# Buiding a SAN server based on FreeBSD



## fred974 (Jan 11, 2019)

Hi everyone,

I am building a xcp-ng cluster and started using FreeNAS but I just find out that HA is not available unless going for TrueNAS.
As I cannot afford the cost of TrueNAS, I am trying to build a HA san with 2 servers based on FreeBSD in order to create an iscsi target.
Could anyone please advise on reliable software to use to do this? 
Opensource and free if possible.

I hear of glusterfs and ceph but not sure how good is the performance. 
Also is it possible to create a SAN based on ZFS? 

Thank you


----------



## Phishfry (Jan 11, 2019)

HAST, CARP and ZFS are your path forward for a FreeBSD based SAN.


fred974 said:


> is it possible to create a SAN based on ZFS?


With ZFS, bare volumes can be provisioned via iSCSI, so a ZFS fileserver can be an array for a full-fledged SAN.
https://forums.freebsd.org/threads/hast-and-zfs-with-carp-failover.29639/


----------



## nihr43 (Jan 12, 2019)

HAST indeed syncs disks, but I remain skeptical about the actual failover process with something like nfs or iscsi.
Do take a shot at it, I would love a similar setup myself.
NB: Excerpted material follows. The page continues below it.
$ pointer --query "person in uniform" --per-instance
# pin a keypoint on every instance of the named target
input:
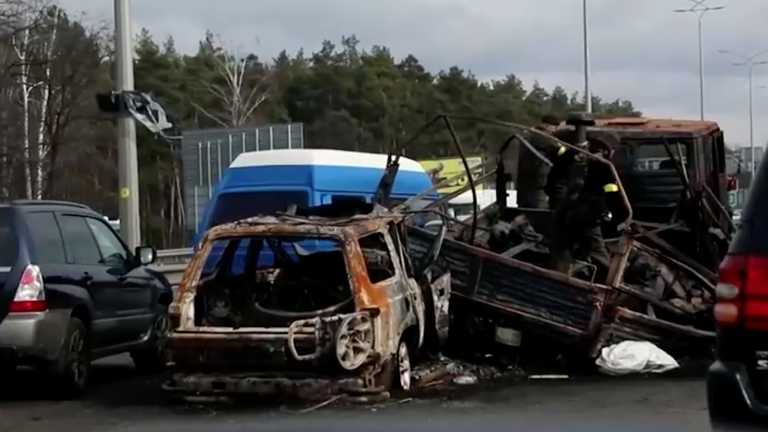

glusterfs performance is heavily tied to inter-node network performance as I understand it.  With direct interconnects between storage nodes, and/or some fancy routing, it might  be possible to improve the situation somewhat.


----------



## Phishfry (Jan 12, 2019)

I do notice that gkontos has a different opinion of ZFS with HAST in this thread.
https://forums.freebsd.org/threads/ha-cluster-encrypted-storage.59090/#post-345805


----------



## gkontos (Jan 12, 2019)

Yes, I would only use HAST if RAID was handled by a controller and not ZFS. That way, I would only expose one device.


----------



## Giteh (Sep 9, 2020)

Are there any updates? Is it possible to create such SAN?


----------